Last week I flew in to a small town in XXXXXXX and was picked up to be driven to an even smaller town in a province near the XXXXXX border.
Two lane roads (1 1/2 really). Dirty. Potholes. Garbage and stagnant water in roadside ditches. Hot compared to Alaska but not unpleasant. When we started to pull out of the airport parking lot, the truck would not go into gear. Our driver said, “I’ve had this truck for six years and never had a problem like this!” I could see he was feeling some pressure since a breakdown afforded us few good options. It was late enough in the day that we’d not be able to get help and we were scheduled for some meetings later that evening.
We put the standard shift pickup into neutral, managed to get it rolling forward, and jammed it into gear. First gear, but at least we were in gear. We just couldn’t shift or stop again for the remainder of the 90 minute drive (now sure to be twice that long) because the clutch was worthless or something was terribly wrong with the transmission.
Fifteen minutes later the truck slipped out of gear and once again our driver was apologizing to us all the while carrying on a tense conversation with the truck. Frustrated. There was nothing we could do except slowly coast to the side of the road. Quietly, I heard Al from the back seat, “Lord, please put this truck in gear” and before he could get the word "gear" out of his mouth, the truck popped into gear and I finished his sentence without a pause, “ . . . like you just did.”
Thirty minutes later we were passing through a small town and had to take the truck out of gear for a traffic light. When the light turned green, we were stranded again as the car would not move. We sat for several long minutes in the middle of traffic as our driver pushed, pumped, and tried to jam the truck into gear.
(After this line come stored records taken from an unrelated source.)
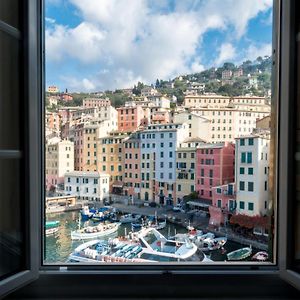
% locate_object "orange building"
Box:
[117,106,144,132]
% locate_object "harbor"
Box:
[44,205,265,264]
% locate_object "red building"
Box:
[123,133,141,199]
[196,142,234,200]
[117,106,144,132]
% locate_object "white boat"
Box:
[71,223,120,240]
[69,228,209,263]
[120,214,141,224]
[252,251,269,261]
[227,247,252,260]
[45,227,59,235]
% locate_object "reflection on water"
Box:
[44,211,256,264]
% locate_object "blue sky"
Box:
[45,0,272,92]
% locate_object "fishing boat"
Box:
[252,251,269,261]
[69,228,208,263]
[120,214,141,224]
[45,221,59,235]
[227,246,252,260]
[71,223,120,240]
[80,205,96,221]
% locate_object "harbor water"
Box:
[44,211,259,264]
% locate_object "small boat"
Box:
[252,251,269,261]
[227,247,252,260]
[80,205,96,221]
[46,221,59,229]
[45,221,59,235]
[120,214,141,224]
[71,223,120,240]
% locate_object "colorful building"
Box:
[117,105,145,132]
[196,142,235,200]
[46,138,74,190]
[64,171,109,201]
[97,131,128,194]
[123,132,141,199]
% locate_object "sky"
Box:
[45,0,273,92]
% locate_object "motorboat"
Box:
[69,228,211,263]
[252,251,269,261]
[45,221,60,235]
[120,214,141,224]
[71,223,120,240]
[227,246,252,260]
[80,205,97,221]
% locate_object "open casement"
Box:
[278,1,300,289]
[0,0,42,298]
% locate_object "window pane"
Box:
[0,31,20,150]
[0,159,25,278]
[45,0,274,262]
[0,0,22,28]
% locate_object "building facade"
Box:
[196,142,235,200]
[64,171,109,201]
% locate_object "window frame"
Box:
[8,0,300,297]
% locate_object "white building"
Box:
[46,138,74,190]
[235,134,270,216]
[174,111,211,141]
[141,123,188,204]
[65,171,109,201]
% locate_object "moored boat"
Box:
[120,214,141,224]
[227,247,252,260]
[252,251,269,261]
[71,223,120,240]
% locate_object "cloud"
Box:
[245,44,272,60]
[215,43,236,66]
[46,0,272,89]
[60,76,96,92]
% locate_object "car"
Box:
[173,205,182,212]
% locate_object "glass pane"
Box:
[44,0,277,264]
[0,31,21,150]
[0,159,25,279]
[0,0,22,29]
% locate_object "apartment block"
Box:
[46,138,74,190]
[64,171,109,201]
[82,98,111,107]
[97,131,128,194]
[117,105,145,132]
[235,134,270,216]
[123,132,141,199]
[196,142,235,200]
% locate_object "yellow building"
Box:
[97,131,128,194]
[175,138,204,204]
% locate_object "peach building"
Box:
[117,105,144,132]
[196,142,235,200]
[123,132,141,199]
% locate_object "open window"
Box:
[0,0,42,297]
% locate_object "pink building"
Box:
[82,98,111,108]
[123,133,141,199]
[196,142,234,200]
[74,124,84,171]
[209,183,236,226]
[117,105,144,132]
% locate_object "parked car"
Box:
[149,201,157,207]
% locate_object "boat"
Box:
[252,251,269,261]
[80,205,96,221]
[45,221,60,235]
[69,228,208,263]
[227,247,252,260]
[120,214,141,224]
[71,223,120,240]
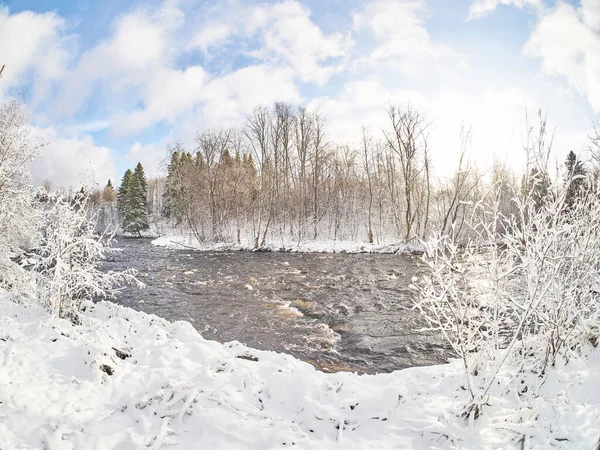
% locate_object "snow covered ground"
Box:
[152,234,424,253]
[0,294,600,450]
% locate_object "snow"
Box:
[152,234,424,254]
[0,293,600,450]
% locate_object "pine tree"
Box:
[133,163,148,200]
[117,169,149,236]
[565,150,587,206]
[102,180,117,203]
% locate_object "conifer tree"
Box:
[102,180,117,203]
[117,169,149,236]
[133,162,148,205]
[565,150,587,206]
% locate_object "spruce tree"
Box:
[117,169,149,236]
[117,169,133,222]
[133,163,148,204]
[102,180,116,203]
[565,150,587,206]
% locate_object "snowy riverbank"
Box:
[0,294,600,450]
[152,234,424,254]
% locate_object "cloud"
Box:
[188,23,234,56]
[113,66,208,134]
[525,0,600,113]
[469,0,544,20]
[57,2,183,115]
[30,128,117,189]
[353,0,465,77]
[309,80,589,177]
[246,0,352,85]
[0,6,69,102]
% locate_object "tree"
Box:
[102,180,117,203]
[0,100,46,290]
[33,194,141,322]
[133,162,148,205]
[163,147,185,225]
[565,150,587,206]
[117,169,149,236]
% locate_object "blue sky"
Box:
[0,0,600,186]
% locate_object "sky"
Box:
[0,0,600,188]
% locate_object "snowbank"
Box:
[0,295,600,450]
[152,234,424,254]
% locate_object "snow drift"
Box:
[0,294,600,450]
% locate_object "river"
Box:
[103,238,451,373]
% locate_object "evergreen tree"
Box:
[133,162,148,200]
[102,180,117,203]
[117,169,149,236]
[565,150,587,206]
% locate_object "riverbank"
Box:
[0,293,600,450]
[152,234,424,254]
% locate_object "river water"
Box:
[103,238,451,373]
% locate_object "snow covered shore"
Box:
[0,294,600,450]
[152,234,424,254]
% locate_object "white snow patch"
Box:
[0,294,600,450]
[152,234,425,254]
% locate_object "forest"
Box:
[91,103,599,248]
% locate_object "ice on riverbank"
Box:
[152,234,424,254]
[0,295,600,450]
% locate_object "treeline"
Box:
[93,103,595,248]
[156,103,479,247]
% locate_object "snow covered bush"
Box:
[0,100,44,291]
[29,194,141,321]
[415,122,600,418]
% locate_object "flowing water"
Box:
[103,238,450,373]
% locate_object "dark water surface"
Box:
[104,238,450,373]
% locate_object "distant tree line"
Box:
[86,103,600,244]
Again from the back seat I heard Al pray just loud enough for us to hear him, “Lord please put this truck in gear” and before he finished saying "gear," the truck popped into gear and I finished Al’s sentence prayer without a pause, “ . . . just like that!”
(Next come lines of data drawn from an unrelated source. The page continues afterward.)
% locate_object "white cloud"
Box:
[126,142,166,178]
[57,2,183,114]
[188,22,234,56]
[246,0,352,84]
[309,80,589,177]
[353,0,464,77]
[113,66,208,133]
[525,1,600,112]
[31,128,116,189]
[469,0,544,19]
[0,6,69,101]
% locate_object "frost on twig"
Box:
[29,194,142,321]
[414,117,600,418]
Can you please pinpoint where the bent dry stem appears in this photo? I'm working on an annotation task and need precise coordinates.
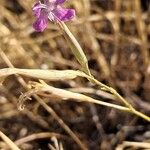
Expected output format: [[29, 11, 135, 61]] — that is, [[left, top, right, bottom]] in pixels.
[[59, 22, 150, 122]]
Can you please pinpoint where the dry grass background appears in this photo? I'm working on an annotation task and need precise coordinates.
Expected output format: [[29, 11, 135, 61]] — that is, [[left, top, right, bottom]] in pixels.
[[0, 0, 150, 150]]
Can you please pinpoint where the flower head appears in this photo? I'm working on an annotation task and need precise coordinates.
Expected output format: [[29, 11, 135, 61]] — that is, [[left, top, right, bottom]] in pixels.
[[33, 0, 75, 32]]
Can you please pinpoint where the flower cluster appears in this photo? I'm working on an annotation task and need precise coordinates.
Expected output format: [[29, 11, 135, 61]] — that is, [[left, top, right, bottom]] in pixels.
[[33, 0, 75, 32]]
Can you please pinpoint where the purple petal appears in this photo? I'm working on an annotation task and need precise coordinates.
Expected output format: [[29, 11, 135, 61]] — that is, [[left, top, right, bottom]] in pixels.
[[32, 2, 41, 17], [53, 6, 75, 21], [55, 0, 66, 5], [33, 17, 48, 32], [44, 0, 66, 5]]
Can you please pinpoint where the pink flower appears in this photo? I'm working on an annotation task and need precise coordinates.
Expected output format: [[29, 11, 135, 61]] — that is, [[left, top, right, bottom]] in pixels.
[[33, 0, 75, 32]]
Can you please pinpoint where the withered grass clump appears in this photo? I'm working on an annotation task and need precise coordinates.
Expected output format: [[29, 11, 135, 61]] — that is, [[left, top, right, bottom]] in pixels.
[[0, 0, 150, 150]]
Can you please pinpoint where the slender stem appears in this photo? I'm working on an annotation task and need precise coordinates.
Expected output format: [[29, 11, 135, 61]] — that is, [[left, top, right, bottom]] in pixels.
[[59, 23, 150, 122]]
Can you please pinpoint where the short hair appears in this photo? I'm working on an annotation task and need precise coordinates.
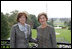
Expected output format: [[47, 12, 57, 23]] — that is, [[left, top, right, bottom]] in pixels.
[[17, 12, 27, 22], [38, 12, 48, 21]]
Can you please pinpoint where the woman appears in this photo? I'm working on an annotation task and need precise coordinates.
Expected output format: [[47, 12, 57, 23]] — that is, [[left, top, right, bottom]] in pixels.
[[37, 13, 56, 48], [10, 13, 34, 48]]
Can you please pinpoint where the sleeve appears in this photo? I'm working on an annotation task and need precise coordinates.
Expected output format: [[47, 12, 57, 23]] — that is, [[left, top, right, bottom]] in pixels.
[[10, 26, 15, 48], [36, 28, 39, 44], [29, 26, 36, 43], [51, 28, 57, 48]]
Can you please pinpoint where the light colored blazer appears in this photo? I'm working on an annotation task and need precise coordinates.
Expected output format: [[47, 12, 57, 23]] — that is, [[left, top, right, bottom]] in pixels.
[[10, 24, 33, 48], [37, 25, 57, 48]]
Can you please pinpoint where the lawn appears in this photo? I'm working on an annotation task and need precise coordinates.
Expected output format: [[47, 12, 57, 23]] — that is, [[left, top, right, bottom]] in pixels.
[[32, 29, 71, 43]]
Al’s next words to us were, ”You have not because you ask not.”
I know God does not always work that way. But he did work that way . . . on that particular day. Those first moments of our trip set the stage for prayers prayed later in the week that were of much greater significance and consequence.
Where am I? Glad to be reminded that God hears me and cares about my life, even the little things. Sometimes I pray because I think I’m supposed to pray and not because I think God will REALLY do anything. Fear (I am afraid most of the time which is why I need God all the time). Shame that I live with such an illusion of self-sufficiency.